Fomin powiedział, że pierwszym etapem będzie przegrupowanie, szybkie zgrupowanie wojsk w „strefy zagrożenia”, organizacja ochrony „ważnych obiektów państwowych i wojskowych” oraz granic powietrznych.
W drugim etapie wojsko przeprowadzi wspólne ćwiczenie „Determinacja Unii-2022”.
Przypomnijmy, że w 2018 r. Łukaszenko powiedział, że „granica ukraińsko-białoruska nigdy nie będzie granicą wojny”, a później żartował: „Jeśli przyjedziemy do was z północy – chcę, żeby jakieś wojsko usłyszało to na Ukrainie – potem przyjdziemy na kombajny, traktory, trolejbusy i autobusy”.

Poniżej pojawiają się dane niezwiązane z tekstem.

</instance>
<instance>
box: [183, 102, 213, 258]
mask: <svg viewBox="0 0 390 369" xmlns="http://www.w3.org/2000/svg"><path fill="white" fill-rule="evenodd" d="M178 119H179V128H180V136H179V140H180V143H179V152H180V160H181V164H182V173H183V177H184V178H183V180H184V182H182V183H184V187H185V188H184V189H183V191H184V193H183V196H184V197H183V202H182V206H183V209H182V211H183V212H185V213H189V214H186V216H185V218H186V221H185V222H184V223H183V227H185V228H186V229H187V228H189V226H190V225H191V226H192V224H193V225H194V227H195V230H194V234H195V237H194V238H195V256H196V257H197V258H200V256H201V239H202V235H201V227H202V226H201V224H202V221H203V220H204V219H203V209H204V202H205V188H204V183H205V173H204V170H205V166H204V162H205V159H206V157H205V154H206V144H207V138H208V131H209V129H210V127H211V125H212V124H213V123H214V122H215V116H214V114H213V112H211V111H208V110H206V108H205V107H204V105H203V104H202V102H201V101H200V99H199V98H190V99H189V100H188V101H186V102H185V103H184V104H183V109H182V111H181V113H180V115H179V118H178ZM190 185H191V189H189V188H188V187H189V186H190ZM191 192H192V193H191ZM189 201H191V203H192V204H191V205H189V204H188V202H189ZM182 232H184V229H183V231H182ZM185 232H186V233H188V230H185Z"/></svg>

Jednak po tym, jak Ukraina nie uznała zwycięstwa Łukaszenki w wyborach 2020 r., stosunki z Białorusią pogorszyły się, a jesienią 2021 r. Łukaszenko uznał Krym za rosyjski. Według prezydenta Ukrainy Wołodymyra Zełenskiego Białoruś jest obecnie postrzegana jako możliwa trampolina do inwazji Rosji z północy.
I choć te ćwiczenia wojskowe są prowadzone w kontekście walki z NATO, my jako członek NATO musimy zrozumieć, że ta agresja będzie skierowana również na Polskę. Pamiętajmy o wojnie hybrydowej z migrantami na granicy! Putin i Łukaszenka już mówią otwarcie, grożąc światu swoją bezsensowną agresją i paranoją.